Agentic Digital Assistant

Installation

Project dependencies are managed via uv

$ git clone git@github.com:kluzny/ada.git # clone the repository
$ cd ada # change directory
$ uv venv # initialize a virtual environment
$ uv sync # install python packages
$ cp -pv config.json.example config.json # default configuration file

See the section on backends to determine what additional dependencies you may need to install.

Running

$ python main.py # a minimal REPL for the agent

Backends

ADA supports multiple LLM backends for flexible model deployment. You can switch between backends by changing the backend key in your config.json.

llama-cpp (Local GGUF Models)

The llama-cpp backend runs quantized GGUF models locally using llama-cpp-python. This backend is ideal for running models entirely offline with full privacy.

Features:

  • Runs models locally without internet connection (after initial download)
  • Automatic model download and caching to .ada/llms/ directory
  • Support for CPU and GPU inference (with CUDA/Metal/etc.)
  • Dynamic context window detection from GGUF metadata
  • No external service dependencies

Prerequisites:

Note: llama-cpp-python also supports GPU inference with additional compiler flags, for instance:

# building with CUDA support

$ CMAKE_ARGS="-DGGML_CUDA=on" uv pip install llama-cpp-python --verbose

Refer to the official documentation for your specific GPU llama-cpp-python#installation

Configuration:

{
  "backend": "llama-cpp",
  "backends": {
    "llama-cpp": {
      "model": "phi-2",
      "threads": 4,
      "verbose": false,
      "models": [
        {
          "name": "phi-2",
          "url": "https://huggingface.co/TheBloke/phi-2-GGUF/resolve/main/phi-2.Q8_0.gguf"
        }
      ]
    }
  }
}

Configuration Options:

  • model: Name of the model to use (must match a name in the models array)
  • models: Array of model definitions with name and url fields
  • threads: Number of CPU threads to use (default: 4)
  • verbose: Enable verbose llama.cpp logging (default: false)

Finding Models:

Browse quantized GGUF models on Hugging Face, search for models with the "GGUF" tag.

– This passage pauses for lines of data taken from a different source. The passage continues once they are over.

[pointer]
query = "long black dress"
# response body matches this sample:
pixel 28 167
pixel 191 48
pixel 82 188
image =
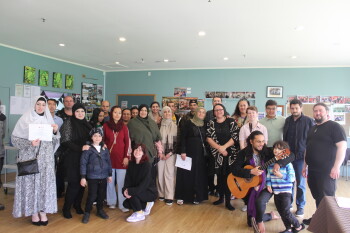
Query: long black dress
pixel 192 185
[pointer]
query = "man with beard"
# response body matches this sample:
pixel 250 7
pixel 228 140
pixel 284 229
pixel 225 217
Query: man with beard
pixel 257 154
pixel 325 151
pixel 295 132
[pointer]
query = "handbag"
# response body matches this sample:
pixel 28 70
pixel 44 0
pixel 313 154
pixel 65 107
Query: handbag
pixel 29 167
pixel 205 152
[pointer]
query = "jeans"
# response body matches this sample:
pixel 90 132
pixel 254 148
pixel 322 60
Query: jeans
pixel 300 183
pixel 118 177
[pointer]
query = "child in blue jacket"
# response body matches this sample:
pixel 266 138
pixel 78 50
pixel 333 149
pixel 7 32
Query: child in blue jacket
pixel 95 167
pixel 280 183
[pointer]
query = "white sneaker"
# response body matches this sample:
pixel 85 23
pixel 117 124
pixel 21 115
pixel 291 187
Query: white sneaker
pixel 135 217
pixel 124 210
pixel 148 208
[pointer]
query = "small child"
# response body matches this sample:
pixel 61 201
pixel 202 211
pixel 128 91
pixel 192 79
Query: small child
pixel 280 183
pixel 95 166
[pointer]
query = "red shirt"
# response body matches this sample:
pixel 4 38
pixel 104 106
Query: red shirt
pixel 121 146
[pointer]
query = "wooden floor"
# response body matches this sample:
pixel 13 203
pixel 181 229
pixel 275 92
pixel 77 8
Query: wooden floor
pixel 187 218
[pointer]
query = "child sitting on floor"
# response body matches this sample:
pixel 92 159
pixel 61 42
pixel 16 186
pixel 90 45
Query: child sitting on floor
pixel 280 183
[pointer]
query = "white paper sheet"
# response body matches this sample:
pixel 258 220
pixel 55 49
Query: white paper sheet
pixel 40 131
pixel 343 202
pixel 19 105
pixel 185 164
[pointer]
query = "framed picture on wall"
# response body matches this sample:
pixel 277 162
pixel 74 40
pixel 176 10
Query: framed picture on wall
pixel 69 81
pixel 274 92
pixel 43 78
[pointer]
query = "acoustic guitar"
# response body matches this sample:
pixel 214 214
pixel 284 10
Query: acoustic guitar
pixel 239 186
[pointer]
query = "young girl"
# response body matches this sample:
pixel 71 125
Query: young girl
pixel 95 166
pixel 280 183
pixel 139 188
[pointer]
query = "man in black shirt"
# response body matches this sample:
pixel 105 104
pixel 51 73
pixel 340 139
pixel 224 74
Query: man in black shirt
pixel 325 151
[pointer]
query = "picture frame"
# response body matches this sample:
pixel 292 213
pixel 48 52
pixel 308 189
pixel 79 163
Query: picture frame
pixel 69 82
pixel 43 78
pixel 280 110
pixel 29 75
pixel 274 92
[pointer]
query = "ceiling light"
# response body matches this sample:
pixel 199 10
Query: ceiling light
pixel 201 33
pixel 299 28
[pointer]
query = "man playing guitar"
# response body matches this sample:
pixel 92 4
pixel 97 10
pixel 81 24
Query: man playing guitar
pixel 257 154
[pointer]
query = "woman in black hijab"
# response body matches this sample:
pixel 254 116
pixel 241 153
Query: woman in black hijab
pixel 75 134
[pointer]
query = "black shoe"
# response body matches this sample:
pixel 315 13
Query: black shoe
pixel 307 221
pixel 86 218
pixel 302 228
pixel 79 210
pixel 218 202
pixel 67 214
pixel 36 223
pixel 102 214
pixel 229 207
pixel 44 223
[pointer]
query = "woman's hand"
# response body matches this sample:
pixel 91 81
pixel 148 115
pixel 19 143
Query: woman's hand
pixel 55 128
pixel 125 162
pixel 36 142
pixel 83 182
pixel 126 194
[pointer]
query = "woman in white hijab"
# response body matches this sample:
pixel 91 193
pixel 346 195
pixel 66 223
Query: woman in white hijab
pixel 35 195
pixel 166 165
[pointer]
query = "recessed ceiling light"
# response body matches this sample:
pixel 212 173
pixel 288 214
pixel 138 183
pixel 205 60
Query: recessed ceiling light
pixel 299 28
pixel 201 33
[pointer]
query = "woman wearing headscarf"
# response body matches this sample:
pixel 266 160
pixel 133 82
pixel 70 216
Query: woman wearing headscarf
pixel 191 186
pixel 143 130
pixel 222 136
pixel 118 143
pixel 155 113
pixel 75 135
pixel 166 164
pixel 35 195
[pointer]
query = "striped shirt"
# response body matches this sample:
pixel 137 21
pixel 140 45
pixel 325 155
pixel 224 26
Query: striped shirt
pixel 284 184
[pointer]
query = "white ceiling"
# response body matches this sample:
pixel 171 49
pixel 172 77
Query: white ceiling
pixel 251 33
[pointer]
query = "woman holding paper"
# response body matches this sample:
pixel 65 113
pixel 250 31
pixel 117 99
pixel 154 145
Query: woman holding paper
pixel 35 195
pixel 166 165
pixel 191 185
pixel 75 134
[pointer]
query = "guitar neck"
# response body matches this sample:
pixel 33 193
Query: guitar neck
pixel 268 163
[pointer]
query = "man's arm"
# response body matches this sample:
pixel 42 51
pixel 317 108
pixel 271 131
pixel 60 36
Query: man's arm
pixel 340 155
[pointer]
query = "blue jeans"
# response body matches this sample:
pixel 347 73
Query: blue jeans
pixel 301 184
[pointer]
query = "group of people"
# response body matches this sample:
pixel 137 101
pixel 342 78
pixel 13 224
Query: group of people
pixel 127 157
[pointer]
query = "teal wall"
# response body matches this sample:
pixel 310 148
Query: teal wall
pixel 302 81
pixel 12 64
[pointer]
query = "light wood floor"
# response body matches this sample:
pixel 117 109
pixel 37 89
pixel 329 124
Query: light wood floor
pixel 187 218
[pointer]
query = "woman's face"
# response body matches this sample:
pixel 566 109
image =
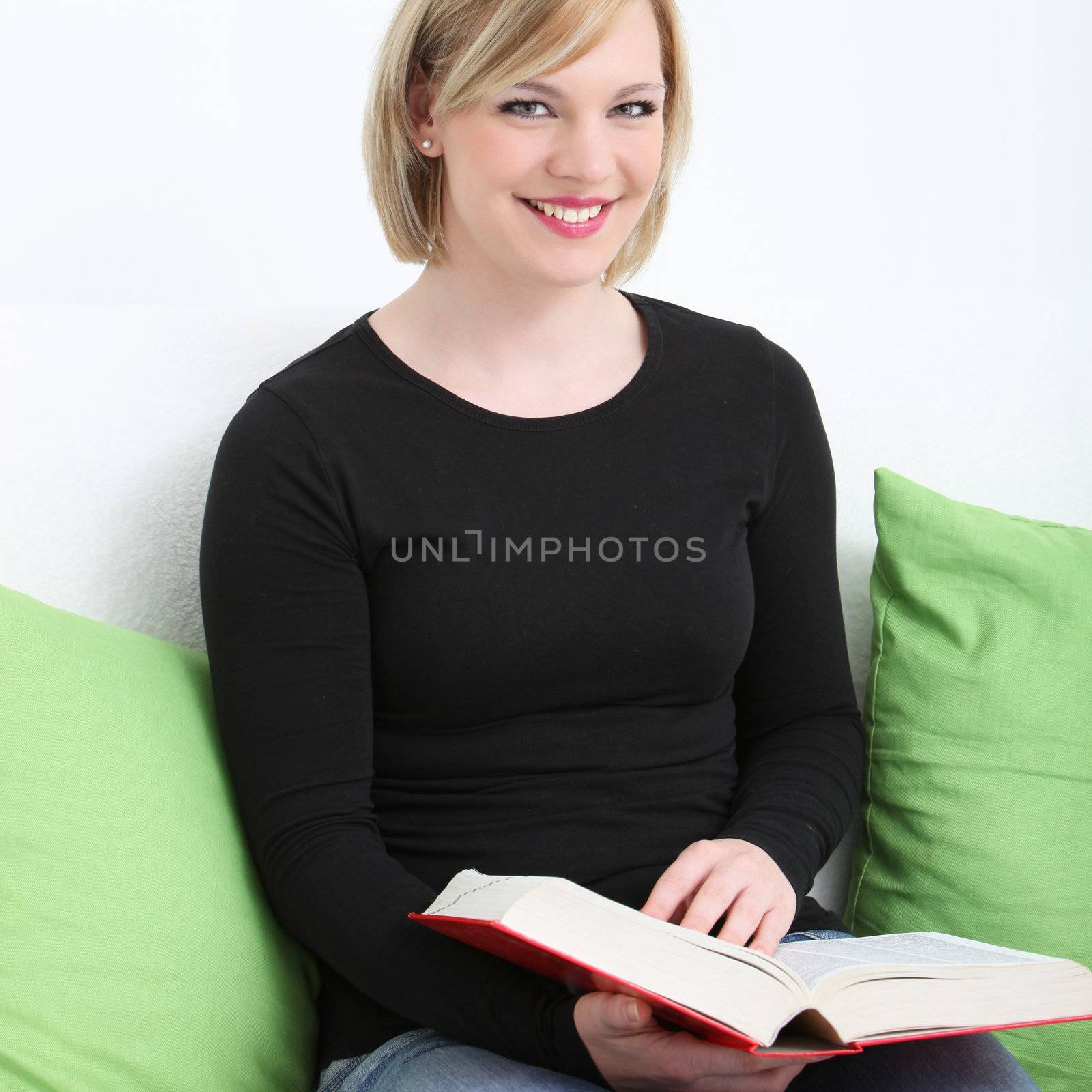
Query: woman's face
pixel 582 131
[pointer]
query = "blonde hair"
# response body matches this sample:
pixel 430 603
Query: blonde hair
pixel 470 49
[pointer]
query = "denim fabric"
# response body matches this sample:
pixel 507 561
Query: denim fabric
pixel 426 1061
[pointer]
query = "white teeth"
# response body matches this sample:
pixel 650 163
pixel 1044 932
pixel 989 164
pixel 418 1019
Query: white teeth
pixel 569 216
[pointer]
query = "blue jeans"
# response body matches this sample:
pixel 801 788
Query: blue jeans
pixel 426 1061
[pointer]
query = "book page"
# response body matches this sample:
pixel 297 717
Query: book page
pixel 814 960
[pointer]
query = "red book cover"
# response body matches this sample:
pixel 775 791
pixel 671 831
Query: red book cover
pixel 502 940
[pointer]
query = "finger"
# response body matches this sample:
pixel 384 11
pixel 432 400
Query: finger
pixel 744 917
pixel 680 879
pixel 710 900
pixel 770 931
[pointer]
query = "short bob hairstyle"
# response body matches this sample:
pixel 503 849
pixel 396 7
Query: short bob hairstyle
pixel 470 49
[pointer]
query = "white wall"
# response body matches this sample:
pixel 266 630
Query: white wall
pixel 897 194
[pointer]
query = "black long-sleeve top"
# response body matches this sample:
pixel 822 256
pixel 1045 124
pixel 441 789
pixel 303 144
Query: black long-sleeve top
pixel 442 637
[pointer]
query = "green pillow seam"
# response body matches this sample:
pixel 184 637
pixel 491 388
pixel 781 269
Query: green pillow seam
pixel 866 835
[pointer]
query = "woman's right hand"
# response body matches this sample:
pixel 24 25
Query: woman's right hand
pixel 639 1055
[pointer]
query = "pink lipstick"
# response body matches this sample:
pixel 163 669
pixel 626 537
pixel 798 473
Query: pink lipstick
pixel 571 231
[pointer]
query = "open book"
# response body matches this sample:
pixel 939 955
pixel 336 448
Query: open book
pixel 813 997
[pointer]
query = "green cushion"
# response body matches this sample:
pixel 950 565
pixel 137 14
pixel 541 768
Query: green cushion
pixel 977 791
pixel 138 953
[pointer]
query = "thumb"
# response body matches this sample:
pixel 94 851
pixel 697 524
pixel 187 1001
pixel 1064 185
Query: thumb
pixel 626 1013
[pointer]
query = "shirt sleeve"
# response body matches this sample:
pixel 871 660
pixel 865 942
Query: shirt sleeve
pixel 800 737
pixel 285 606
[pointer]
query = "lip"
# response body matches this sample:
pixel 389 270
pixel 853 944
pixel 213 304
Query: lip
pixel 571 201
pixel 571 231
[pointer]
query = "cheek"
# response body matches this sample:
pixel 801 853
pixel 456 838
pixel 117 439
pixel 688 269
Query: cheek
pixel 495 156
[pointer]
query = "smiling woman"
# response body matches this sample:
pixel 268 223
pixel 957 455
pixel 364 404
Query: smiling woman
pixel 475 76
pixel 677 732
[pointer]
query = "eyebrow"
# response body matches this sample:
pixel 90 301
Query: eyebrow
pixel 549 89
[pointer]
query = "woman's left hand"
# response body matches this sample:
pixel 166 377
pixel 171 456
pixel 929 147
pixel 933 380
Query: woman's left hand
pixel 713 875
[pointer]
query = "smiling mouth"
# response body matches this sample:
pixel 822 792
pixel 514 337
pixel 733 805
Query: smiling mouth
pixel 567 213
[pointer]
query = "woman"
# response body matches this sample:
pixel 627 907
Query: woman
pixel 526 573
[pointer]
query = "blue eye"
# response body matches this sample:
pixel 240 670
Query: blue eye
pixel 511 107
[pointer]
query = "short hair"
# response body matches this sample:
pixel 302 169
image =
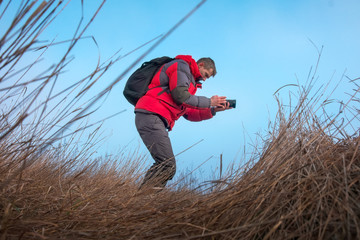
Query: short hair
pixel 208 63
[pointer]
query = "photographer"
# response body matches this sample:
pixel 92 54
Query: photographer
pixel 171 95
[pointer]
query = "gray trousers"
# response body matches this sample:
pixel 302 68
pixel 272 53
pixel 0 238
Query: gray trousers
pixel 153 132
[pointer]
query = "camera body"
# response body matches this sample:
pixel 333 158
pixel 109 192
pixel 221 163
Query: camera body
pixel 232 103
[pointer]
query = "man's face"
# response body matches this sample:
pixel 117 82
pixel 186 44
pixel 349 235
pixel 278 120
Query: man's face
pixel 205 73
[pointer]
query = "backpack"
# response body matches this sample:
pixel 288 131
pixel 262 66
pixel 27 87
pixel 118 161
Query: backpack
pixel 137 84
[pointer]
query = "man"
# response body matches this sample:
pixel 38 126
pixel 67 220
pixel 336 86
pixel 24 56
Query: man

ollama (Local Model Server)

The ollama backend connects to a running Ollama server for model inference. Ollama provides an easy-to-use model management system with a simple CLI.

Features:

  • Easy model management via ollama pull <model-name>
  • Supports the full Ollama model library, although you will want to select models with tool support
  • Automatic context window detection from model metadata
  • Can connect to local or remote Ollama servers
  • Built-in model quantization and optimization

Prerequisites:

Install and start Ollama:

# Install Ollama (see https://ollama.com)
$ curl -fsSL https://ollama.com/install.sh | sh

# Pull a model
$ ollama pull gpt-oss:latest

# Start the Ollama server (if not managed via systemd)
$ ollama serve

Configuration:

{
  "backend": "ollama",
  "backends": {
    "ollama": {
      "url": "http://localhost:11434",
      "model": "gpt-oss:latest"
    }
  }
}

Configuration Options:

  • url: Ollama server URL (default: http://localhost:11434)
  • model: Name of the Ollama model to use (e.g., "llama3.2:latest", "mistral:latest")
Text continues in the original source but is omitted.